だから専用機持ちの中で言えば第2世代機を持たされている子は若干不利と考えている。
「楯無ぃ、なんで生徒会なのに違う先生の名前が入った書類が半分以上あんのぉ?」
「言わないで、今まで無視してきたのだから指摘しないで、うわあああああ」
ところ変わって阿鼻驚嘆の生徒会室からお送りします。学園祭で散々楽しんだ生徒会は見事に一夏くんを獲得。副会長の座にセットして、今は虚ちゃんが仕事のイロハを教えている。
だが、そのツケとして、日頃彼女と私で8割を終わらせている書類が私と楯無に回ってきているわけだ。
本気を出させた本音ちゃんを動員する策も浮かんだが、彼女の本気を出させるにはいかんせん出費が多いことから一旦見送られ、発狂しそうな楯無と私で書類の山を崩しに掛かっているのだ。

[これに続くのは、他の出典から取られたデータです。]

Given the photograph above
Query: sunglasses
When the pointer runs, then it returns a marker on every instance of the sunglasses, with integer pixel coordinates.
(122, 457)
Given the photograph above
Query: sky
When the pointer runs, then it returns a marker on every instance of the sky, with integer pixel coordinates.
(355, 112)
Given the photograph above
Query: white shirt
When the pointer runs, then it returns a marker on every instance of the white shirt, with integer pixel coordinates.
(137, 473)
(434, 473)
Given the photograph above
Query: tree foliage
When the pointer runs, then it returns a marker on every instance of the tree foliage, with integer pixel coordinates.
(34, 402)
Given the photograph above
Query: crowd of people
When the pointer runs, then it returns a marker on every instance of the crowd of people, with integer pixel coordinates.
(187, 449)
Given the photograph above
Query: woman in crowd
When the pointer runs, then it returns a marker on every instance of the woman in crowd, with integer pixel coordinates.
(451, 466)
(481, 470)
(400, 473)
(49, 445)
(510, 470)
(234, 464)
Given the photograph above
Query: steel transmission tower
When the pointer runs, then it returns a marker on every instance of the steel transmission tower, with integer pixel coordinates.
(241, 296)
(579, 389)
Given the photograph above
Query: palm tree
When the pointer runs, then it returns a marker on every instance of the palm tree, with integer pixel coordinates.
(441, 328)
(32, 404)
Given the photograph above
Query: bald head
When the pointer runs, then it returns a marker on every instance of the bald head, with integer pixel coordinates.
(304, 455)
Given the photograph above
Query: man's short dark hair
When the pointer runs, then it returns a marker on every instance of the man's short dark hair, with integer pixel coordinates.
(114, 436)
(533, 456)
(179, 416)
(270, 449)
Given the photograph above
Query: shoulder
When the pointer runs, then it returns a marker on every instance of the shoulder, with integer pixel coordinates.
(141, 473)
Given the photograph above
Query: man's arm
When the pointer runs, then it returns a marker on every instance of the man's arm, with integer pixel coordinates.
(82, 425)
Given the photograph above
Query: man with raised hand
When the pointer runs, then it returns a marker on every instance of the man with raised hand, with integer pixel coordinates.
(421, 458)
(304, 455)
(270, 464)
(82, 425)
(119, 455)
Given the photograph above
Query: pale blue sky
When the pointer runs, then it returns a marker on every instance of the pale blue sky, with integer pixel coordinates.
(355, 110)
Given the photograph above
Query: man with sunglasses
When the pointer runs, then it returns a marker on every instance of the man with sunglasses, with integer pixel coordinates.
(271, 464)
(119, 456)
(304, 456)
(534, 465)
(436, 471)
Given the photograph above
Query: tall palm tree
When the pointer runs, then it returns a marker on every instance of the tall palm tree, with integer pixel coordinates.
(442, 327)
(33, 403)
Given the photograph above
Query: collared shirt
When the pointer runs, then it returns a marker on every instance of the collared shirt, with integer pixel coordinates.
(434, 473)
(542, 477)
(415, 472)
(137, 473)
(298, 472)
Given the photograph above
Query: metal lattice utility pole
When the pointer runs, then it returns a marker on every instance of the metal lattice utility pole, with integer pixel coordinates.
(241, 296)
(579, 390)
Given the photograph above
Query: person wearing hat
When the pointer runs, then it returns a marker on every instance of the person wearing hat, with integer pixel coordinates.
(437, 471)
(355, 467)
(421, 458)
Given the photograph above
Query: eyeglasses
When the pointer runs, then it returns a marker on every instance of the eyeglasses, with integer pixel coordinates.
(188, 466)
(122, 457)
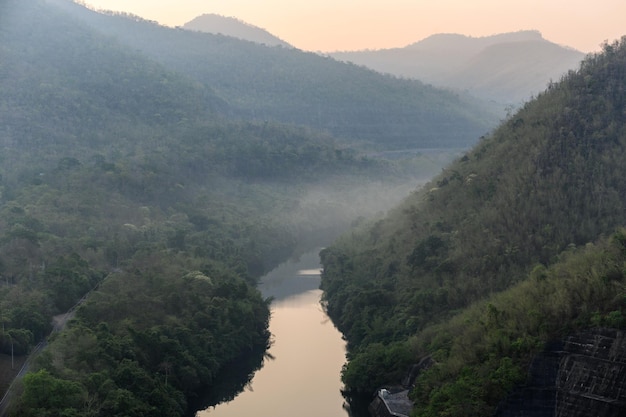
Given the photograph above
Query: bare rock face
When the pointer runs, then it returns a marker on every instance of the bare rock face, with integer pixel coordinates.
(592, 375)
(582, 376)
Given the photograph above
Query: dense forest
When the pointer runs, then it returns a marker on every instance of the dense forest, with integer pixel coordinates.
(149, 176)
(509, 68)
(515, 244)
(140, 200)
(352, 103)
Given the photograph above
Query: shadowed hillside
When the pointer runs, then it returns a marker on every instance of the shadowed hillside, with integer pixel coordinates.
(229, 26)
(547, 181)
(354, 104)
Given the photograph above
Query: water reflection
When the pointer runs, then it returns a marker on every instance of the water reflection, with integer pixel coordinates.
(303, 379)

「そうだ、名前の主に返しに行けばいいんだぁ! アハハハハ!」
「そうね! ちゃんとやるべき人がやれば私たちの仕事も!」
「そうと決まれば」
「「いざ、仕分けの儀!」」
楽をするための解決策を見出した私たちは早かった。宛名があるものないものに楯無が分け、宛名のあるものの中でさらに先生や部署ごとに私が分けて行く。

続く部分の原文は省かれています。